Color name from English, referring to a deep rich red shade.
Few names carry quite so much history hidden inside a single word. Crimson traces its lineage through Middle English "crimosin" and Medieval Latin "carmesinus" all the way back to the Arabic "qirmiz" — the kermes insect whose crushed body produced one of the ancient world's most prized scarlet dyes. That insect's name itself derives from Sanskrit "kṛmi-ja," meaning "worm-born."
In other words, this dramatically modern-sounding name is etymologically ancient, woven from the threads of medieval Mediterranean trade. As a personal name, Crimson belongs to the contemporary wave of color names — alongside Scarlet, Indigo, and Azure — that began gaining traction in the early twenty-first century among parents seeking names that feel both evocative and unapologetically unconventional. It sits at the intersection of nature and abstraction: vivid, immediate, and emotionally charged.
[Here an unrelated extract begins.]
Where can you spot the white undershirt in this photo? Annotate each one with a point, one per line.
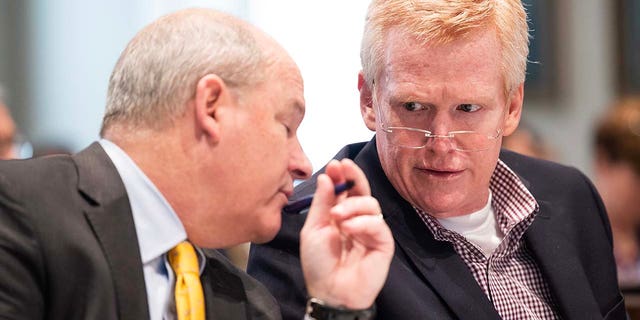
(479, 228)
Harvard University's official color is crimson, lending the word associations with intellectual prestige and tradition in the American cultural imagination. The color has long symbolized passion, sacrifice, and intensity across cultures, from the red of Chinese celebration to the Roman soldier's cloak. For a child, Crimson is a statement — a name that announces boldness before a single word is spoken. It suits an era when parents increasingly treat naming as an act of self-expression rather than tradition, and it wears its unusual nature with confidence rather than apology.